At 1.75%, the refinancing rate is now at its highest since 2009.
The nine members of the bank’s Monetary Policy Council voted 8-1 for the measure, a surprising show of unity given that some members had indicated ahead of time that they favored a smaller 25 basis point step due to increasingly clear signs that the U.K. economy is heading into recession.
The bank reaffirmed that it expects the economy to start contracting later this year, but was forced to take aggressive action by a new forecast that sees inflation rising to over 13% by the fourth quarter, due largely to another big increase in regulated household energy prices that is scheduled to take effect in October. In its previous quarterly report on monetary policy in May, it had forecast a peak in CPI inflation of only 9.4%.
“The labour market remains tight, and domestic cost and price pressures are elevated,” the Bank said. “There is a risk that a longer period of externally generated price inflation will lead to more enduring domestic price and wage pressures.”
It noted that it expected inflation to remain “at very elevated levels” for most of next year before starting to decline to its 2% target.
The new forecasts drove sterling over half a percent against the dollar. The FTSE 100 trimmed its gains for the day, while the yield on the U.K.’s benchmark 10-Year bond fell by 4 basis points to 1.87% by 07:15 AM ET (1115 GMT).
Separately, the Bank also indicated that it will reverse the ‘quantitative easing’ of the last couple of years twice as fast as it previously estimated.

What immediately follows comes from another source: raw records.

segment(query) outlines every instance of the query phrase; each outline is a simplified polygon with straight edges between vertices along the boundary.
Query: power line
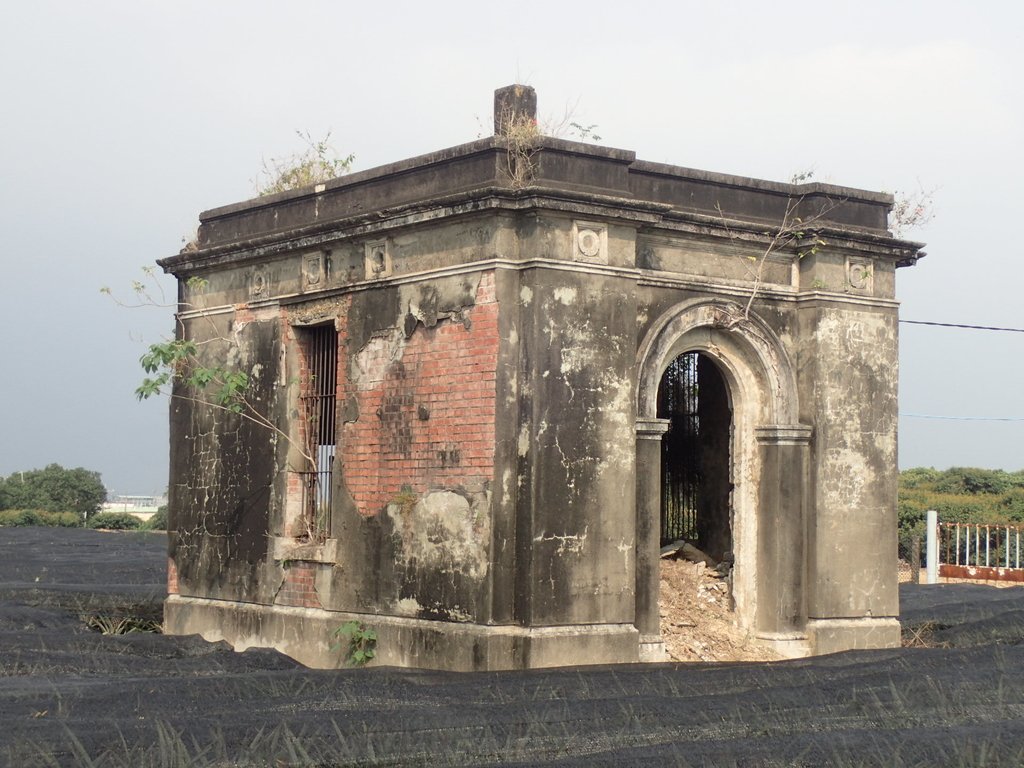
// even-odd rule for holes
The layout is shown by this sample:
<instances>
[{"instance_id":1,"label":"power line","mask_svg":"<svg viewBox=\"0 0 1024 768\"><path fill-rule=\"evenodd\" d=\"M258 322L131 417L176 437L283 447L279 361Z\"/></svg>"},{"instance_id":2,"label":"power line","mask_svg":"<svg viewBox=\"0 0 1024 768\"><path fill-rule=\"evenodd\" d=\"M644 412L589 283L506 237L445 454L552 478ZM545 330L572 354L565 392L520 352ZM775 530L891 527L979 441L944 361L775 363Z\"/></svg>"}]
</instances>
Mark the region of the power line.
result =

The MPC is now targeting a reduction of 80 billion pounds of U.K. government bonds, known as Gilts, over the next year, half of which will come from letting maturing bonds ‘roll off’. Sales are due to start shortly after the MPC’s September meeting, subject to market conditions.
The plans make for a difficult environment for Gilts over the coming months, Panmure Gordon chief economist Simon French said via Twitter.
There’s a “big question mark whether (the) private sector will absorb these Gilts at current yields given where U.K. inflation is heading,” French said.
(CORRECTION: An earlier version of this story incorrectly stated that the vote for 50 basis points had been unanimous.)